I am considering the purchase of my first real band saw. My appetite was whetted by a small bench machine which allowed me to get a feel for what a band saw might be capable of. I have narrowed it down to the following four and would like some input--pros and cons--on each one if you have some experience with any of them. They are all 1.75hp, 110v machines and similarly sized. They range in price from about $1100-$1400. Some people have asked me what I want to do with a band saw. I really can't give a specific answer to this question. I want to, first of all, learn what it is capable of doing and then I will go from there. 



Rikon 10-326
Laguna 14-12
Laguna 14-BX
Jet JWBS-14SFX
I understand that the Laguna 14-12 and Laguna 14-BX are very similar with the BX having a blade brake and built with a more sturdy frame.

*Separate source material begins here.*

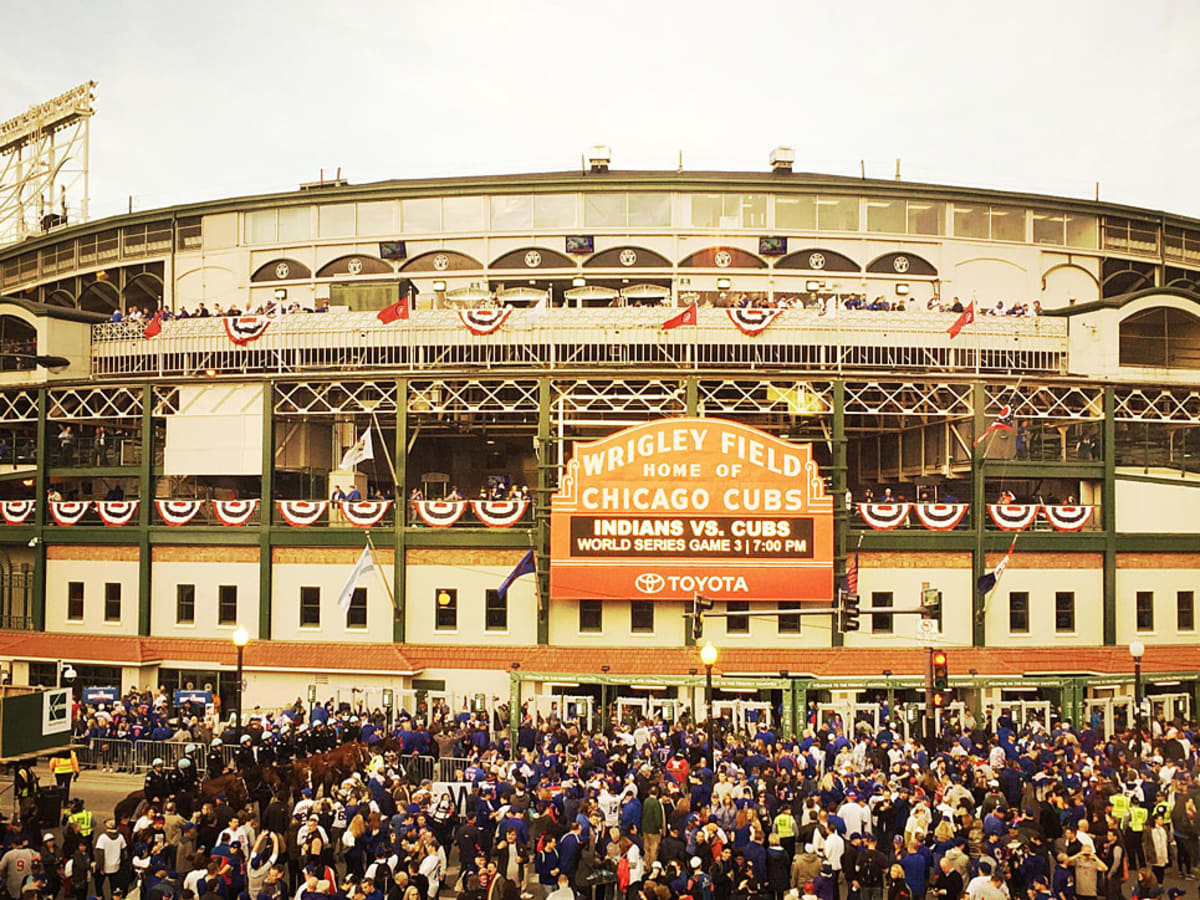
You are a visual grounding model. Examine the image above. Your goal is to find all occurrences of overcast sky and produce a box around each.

I wonder if the brake justifies the extra $300 or so.


Have you had a good experience with any of these saws? Should any of them be avoided? Maybe you know of another saw of comparable size and price that you would recommend instead. Any words of wisdom would be appreciated.


----------



## ChiknNutz (Apr 22, 2011)

Hard to beat Grizzly for overall value. I have a prototype I got at their annual scratch and dent sale for I think $700. It is modeled very closely to the Laguna LT14 bandsaw but has a 3HP Leeson motor. It's a beast and can cut thru very thick material accurately.

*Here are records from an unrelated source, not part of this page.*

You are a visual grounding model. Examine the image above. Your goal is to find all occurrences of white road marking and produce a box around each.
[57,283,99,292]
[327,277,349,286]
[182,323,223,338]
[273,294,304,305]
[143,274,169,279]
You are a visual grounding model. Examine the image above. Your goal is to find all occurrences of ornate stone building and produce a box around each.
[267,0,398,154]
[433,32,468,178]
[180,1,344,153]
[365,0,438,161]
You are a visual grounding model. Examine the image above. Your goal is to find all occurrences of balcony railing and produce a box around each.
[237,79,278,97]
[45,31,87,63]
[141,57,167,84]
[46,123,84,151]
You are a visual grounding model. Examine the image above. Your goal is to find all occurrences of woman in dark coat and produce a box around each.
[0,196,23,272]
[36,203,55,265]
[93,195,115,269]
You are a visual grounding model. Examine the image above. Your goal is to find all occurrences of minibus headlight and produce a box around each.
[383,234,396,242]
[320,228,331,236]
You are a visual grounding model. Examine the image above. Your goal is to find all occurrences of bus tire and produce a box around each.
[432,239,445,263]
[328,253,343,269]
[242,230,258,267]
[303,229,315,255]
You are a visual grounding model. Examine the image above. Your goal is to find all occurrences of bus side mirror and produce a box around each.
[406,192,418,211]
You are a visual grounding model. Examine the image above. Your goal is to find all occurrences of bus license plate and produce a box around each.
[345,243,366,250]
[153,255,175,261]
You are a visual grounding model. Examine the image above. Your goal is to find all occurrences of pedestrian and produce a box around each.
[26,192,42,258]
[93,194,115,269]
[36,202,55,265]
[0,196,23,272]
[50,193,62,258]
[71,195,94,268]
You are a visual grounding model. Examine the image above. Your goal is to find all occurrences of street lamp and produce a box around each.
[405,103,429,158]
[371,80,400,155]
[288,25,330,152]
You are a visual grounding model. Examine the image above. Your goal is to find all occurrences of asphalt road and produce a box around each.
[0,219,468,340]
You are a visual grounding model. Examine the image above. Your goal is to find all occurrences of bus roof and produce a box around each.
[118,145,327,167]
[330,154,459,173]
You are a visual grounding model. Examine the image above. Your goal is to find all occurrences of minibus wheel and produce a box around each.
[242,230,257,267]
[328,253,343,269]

https://www.grizzly.com/woodworking-bandsaws

This one would be a great saw and is less than the others you are looking at.

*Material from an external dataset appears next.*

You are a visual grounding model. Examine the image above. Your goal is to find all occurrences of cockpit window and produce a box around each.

https://www.grizzly.com/products/Grizzly-17-2-HP-Bandsaw-35th-Anniversary-Edition/G0513ANV


----------



## woodnthings (Jan 24, 2009)

*Yes, the grizzly is a good machine, but.....*

The others listed will run on 120 volts. It is unknown if the OP has 220 volts which is required for a 3 HP motor......?


----------



## ChiknNutz (Apr 22, 2011)

The specific one I linked will run on either 120 or 240. I was merely showing that you can get one with a big ol' motor for less than $1000 if you want


----------



## Tool Agnostic (Aug 13, 2017)

Twylie said:


> I am considering the purchase of my first real band saw. My appetite was whetted by a small bench machine which allowed me to get a feel for what a band saw might be capable of. I have narrowed it down to the following four and would like some input--pros and cons--on each one if you have some experience with any of them. They are all 1.75hp, 110v machines and similarly sized. They range in price from about $1100-$1400. Some people have asked me what I want to do with a band saw. I really can't give a specific answer to this question. I want to, first of all, learn what it is capable of doing and then I will go from there.
> 
> 
> 
> ...


Look at the prices. You get what you pay for, but any of those bandsaws would be a delight to own. 

The Rikon and Jet have guides with bearings like the Carter design which most people would prefer over basic guide blocks. It is a good design.

Laguna bandsaws have their unique ceramic guides that guide the blade above AND below the thrust "bearing", which is also a ceramic guide. It is a very good design. The Laguna 14|BX comes with two dust collection ports, the 14|12 has one. 

If you choose a Laguna 14|BX and get a non-Laguna mobile base for it, be sure that the mobile base does not block the lower door from opening and closing. A "constrained" base may work if you attach it backwards. I have seen it, and it looks and works fine. Other bases may not have the lower door issue.

If I wanted to replace my bandsaw today, I would choose the Laguna 14|BX. It would have been my choice even if you had not posted a list. If you own a Laguna 14|BX for 30 years, then the extra $300 would equate to $10 a year more.

P.S. 
I do not like the way that Laguna uses a vertical bar in their product "names." It is challenging enough to type tool product names without a vertical bar. The vertical bar just adds to the mess, especially because nobody spells those Laguna products in a consistent way, making searches harder, too. It would not stop me from buying their tools, however.


----------



## Twylie (Nov 30, 2018)

Thanks, Tool Agnostic, for taking the time to share your thoughts on my list. Your input was informative, useful, and greatly appreciated.


----------



## Tool Agnostic (Aug 13, 2017)

You're welcome. I touched on a few highlights, so you still have a lot of homework to do.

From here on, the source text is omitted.